February 17, 2010
I was not surprised that Dr Tom Lenz, past president of the American Association of Equine Practitioners, readily credited the organisation for coining the phrase "Unwanted Horse" in his article "The Unwanted Horse in the United States - International Implications".
It is a coup d'etat of language choice for those American equine practitioners lobbying hardest to maintain a US export market for horsemeat. Dr Lenz manages to equate "unwanted" with "slaughtered for human consumption" and with "should be slaughtered for human consumption, but aren't, because we need additional slaughter plants on American soil".
Slaughter advocates might consider it nothing short of a stroke of genius.
The phrase "unwanted horse" may well play a role in much of the mass confusion in the debate on horse slaughter among the American general public, horse-owners and horse welfare advocates alike.
Horses slaughtered are neither privately nor socially "unwanted", for they command a positive price both at auction and at the slaughter plant gate - and I suspect that if they did not, we would not be having this debate at all.
As any Economics 101 student can tell you, positive prices signal not "unwanted-ness", but scarcity.
There is no question - and what drives fear into the most vehement supporters and even some opponents of horse slaughter - that a universal ban on the slaughter of American horses will eliminate a source of demand for horses in the lower end of the market, as slaughter plant buyers and associated dealers exit.
This shift down in demand - in the efficient second price auction markets that are by far the largest source of horses to slaughter - will unambiguously reduce equilibrium prices, thereby increasing private ownership of auction-intermediated horses, and reducing private supply to those markets.
However, even better news is that this credible, permanent contraction in financial rewards to disposal of low-value horses through auctions will, assuming that breeders are rational decision-makers, reduce the incentive to produce such horses at all.
Over a period of time, such a reduction in supply at all prices will, by increasing scarcity in the American equine industry, raise equilibrium prices and - one would hope - the average quality of horses produced.
Natural results will be a substantial contraction in auction intermediated sales of horses and, ultimately, a higher value and higher quality horse market.
All of which leads me to wonder why the elimination of horse slaughter is so hotly debated at all, for reducing the excessive production of poor quality horses will presumably render the American equine much more "wantable".
In a very important sense, Dr Lenz is correct, however. The issues of his "unwanted horse" and the horse processed for meat cannot be separated.
In announcing its response to new EU restrictions to assure horsemeat safety, the Canadian Food Inspection Agency (CFIA) has acknowledged what has (presumably) long been known.

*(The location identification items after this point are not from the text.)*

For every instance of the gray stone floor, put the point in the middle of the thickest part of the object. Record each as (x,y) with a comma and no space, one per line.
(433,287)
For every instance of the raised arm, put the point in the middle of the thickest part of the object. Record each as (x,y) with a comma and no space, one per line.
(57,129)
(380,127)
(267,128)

Phenylbutazone - or "bute" - an extremely common equine non-steroidal anti-inflammatory medication, is a banned substance in horsemeat for human consumption.
Specifically, the CFIA classifies bute as a "veterinary drug not permitted for use in equines slaughtered for food", its residue causing permanent toxicity in horse meat, with no period of quarantine being able to eliminate that toxicity.

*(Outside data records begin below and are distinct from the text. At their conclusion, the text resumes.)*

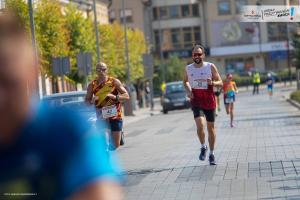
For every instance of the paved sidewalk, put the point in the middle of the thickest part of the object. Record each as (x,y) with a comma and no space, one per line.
(258,159)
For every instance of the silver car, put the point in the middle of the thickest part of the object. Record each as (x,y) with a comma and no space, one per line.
(72,100)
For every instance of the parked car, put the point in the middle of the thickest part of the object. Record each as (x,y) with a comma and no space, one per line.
(174,97)
(72,100)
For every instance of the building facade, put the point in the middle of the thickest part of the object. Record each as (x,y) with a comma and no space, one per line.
(241,47)
(172,27)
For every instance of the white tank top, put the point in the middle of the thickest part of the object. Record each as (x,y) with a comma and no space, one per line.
(198,75)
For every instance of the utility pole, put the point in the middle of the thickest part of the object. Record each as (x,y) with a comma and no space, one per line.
(129,102)
(39,91)
(96,30)
(162,62)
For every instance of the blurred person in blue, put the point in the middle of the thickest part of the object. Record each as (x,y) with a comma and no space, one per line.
(45,153)
(270,82)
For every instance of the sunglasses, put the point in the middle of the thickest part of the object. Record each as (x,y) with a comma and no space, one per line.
(101,69)
(198,54)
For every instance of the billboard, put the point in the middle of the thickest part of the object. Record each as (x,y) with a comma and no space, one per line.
(231,33)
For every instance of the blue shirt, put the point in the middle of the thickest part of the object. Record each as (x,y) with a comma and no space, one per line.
(57,152)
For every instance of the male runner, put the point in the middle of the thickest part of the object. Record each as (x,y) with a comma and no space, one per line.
(199,79)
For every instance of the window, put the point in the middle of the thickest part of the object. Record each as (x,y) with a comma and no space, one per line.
(156,40)
(112,16)
(197,35)
(163,12)
(195,9)
(174,11)
(239,65)
(154,13)
(128,15)
(185,11)
(187,37)
(277,31)
(239,4)
(2,4)
(175,36)
(224,7)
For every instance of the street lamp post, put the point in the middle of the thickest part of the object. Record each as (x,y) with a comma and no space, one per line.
(96,30)
(129,102)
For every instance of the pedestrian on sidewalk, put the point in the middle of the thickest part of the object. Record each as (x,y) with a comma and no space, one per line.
(147,94)
(270,82)
(229,89)
(199,79)
(45,152)
(256,82)
(106,93)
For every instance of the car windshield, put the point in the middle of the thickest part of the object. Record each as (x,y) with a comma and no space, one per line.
(74,102)
(175,88)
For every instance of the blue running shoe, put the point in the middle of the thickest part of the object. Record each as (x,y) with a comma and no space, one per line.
(203,153)
(212,159)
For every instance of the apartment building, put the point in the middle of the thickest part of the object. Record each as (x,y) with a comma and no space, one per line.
(137,15)
(2,4)
(234,46)
(239,47)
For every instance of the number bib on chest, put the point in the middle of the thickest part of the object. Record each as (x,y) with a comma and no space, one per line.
(229,100)
(200,84)
(107,112)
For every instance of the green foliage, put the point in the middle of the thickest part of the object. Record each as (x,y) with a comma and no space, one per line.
(52,36)
(64,31)
(296,96)
(21,8)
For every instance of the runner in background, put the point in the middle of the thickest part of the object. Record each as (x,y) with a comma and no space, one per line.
(229,89)
(106,92)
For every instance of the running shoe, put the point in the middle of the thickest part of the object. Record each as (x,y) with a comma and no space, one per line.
(212,159)
(203,153)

This public and socially responsible CFIA acknowledgement brings a new clarity to the "unwanted horse" debate.
After all, of Dr Lenz's "unwanted horses" - the old, the injured, the sick, the unmanageable, the incurably lame - how many have not had bute administered at some point in his or her life?

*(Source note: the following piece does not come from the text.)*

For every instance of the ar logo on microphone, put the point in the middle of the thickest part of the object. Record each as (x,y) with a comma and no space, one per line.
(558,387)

As one public example, a brief glance at the Daily Racing Form is sufficient to confirm that the vast majority of American racehorses, who are known to ship frequently to European Union-licensed plants in Canada and Mexico for slaughter and export to European diners, certainly have had bute administered.
So let me suggest that Dr Lenz's "unwanted horse" be renamed "the toxic horse" - unwanted but not slaughtered, unwanted and slaughtered, unwanted and should be slaughtered, it matters not.
The flesh of "unwanted horses" is acknowledged to be toxic when consumed by humans. And who among the politicians, equine practitioners, and veterinarians lobbying to prevent a ban on the slaughter of American horses - in the name of equine welfare - would wish to be responsible for the deleterious impact for human welfare associated with promoting the slaughter of toxic horses?
Caroline Betts holds a PhD in economics. She is an Associate Professor in the Department of Economics at the University of Southern California. The views expressed in this article are her own, given in a personal capacity, and do not represent those of the university.